Source code for sccellfie.external.tensor

import pandas as pd
import numpy as np
from tqdm import tqdm
from sccellfie.expression.aggregation import agg_expression_cells



[docs]
def sccellfie_to_tensor(preprocessed_db,
                        sample_key,
                        celltype_key,
                        score_type='metabolic_tasks',
                        min_cells_per_group=1,
                        agg_func='trimean',
                        layer=None,
                        gene_symbols=None,
                        top_percent=10,
                        exclude_zeros=False,
                        use_raw=False,
                        threshold=None,
                        order_labels=None,
                        sort_elements=True,
                        context_order=None,
                        fill_value=np.nan,
                        verbose=True
                        ):
    """
    Converts scCellFie scores to format compatible with cell2cell's PreBuiltTensor constructor.
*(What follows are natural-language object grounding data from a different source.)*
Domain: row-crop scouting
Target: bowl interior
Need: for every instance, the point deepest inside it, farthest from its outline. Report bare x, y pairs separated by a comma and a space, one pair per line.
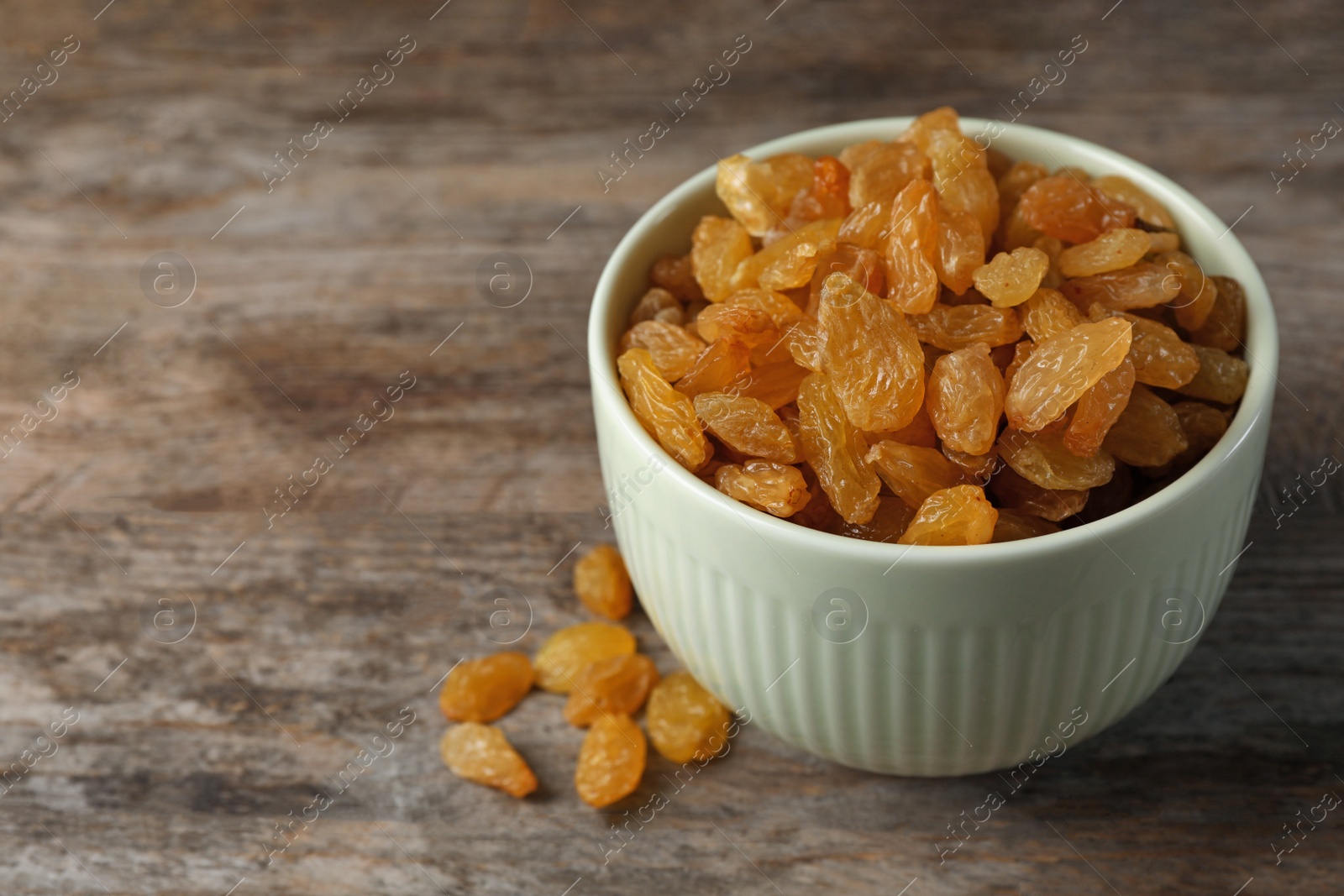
665, 228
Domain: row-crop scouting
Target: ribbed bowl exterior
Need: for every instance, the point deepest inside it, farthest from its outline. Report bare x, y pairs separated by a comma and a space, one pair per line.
927, 661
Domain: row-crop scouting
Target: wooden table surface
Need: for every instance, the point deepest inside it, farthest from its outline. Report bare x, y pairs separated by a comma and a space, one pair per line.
222, 665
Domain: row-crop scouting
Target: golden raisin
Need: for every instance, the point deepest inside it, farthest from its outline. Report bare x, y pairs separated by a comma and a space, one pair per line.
837, 448
1061, 369
718, 246
484, 689
611, 761
913, 472
871, 356
602, 584
746, 425
685, 721
615, 687
566, 652
958, 515
1011, 278
967, 399
667, 414
776, 488
484, 755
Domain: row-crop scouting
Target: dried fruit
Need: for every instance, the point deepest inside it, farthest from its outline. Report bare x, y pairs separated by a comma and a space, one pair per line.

    This function builds a 3D tensor with dimensions: [Contexts/Samples, Cell Types, Metabolic Features]

    Parameters
    ----------
    preprocessed_db : dict
        Output from run_sccellfie_pipeline containing 'adata' with
        metabolic_tasks and/or reactions attributes.

    sample_key : str
        Column name in adata.obs for grouping by samples/contexts.

    celltype_key : str
        Column name in adata.obs for cell type annotations.

    score_type : str, optional (default: 'metabolic_tasks')
        Which scCellFie scores to use. Options: 'metabolic_tasks', 'reactions'.

    min_cells_per_group : int, optional (default: 1)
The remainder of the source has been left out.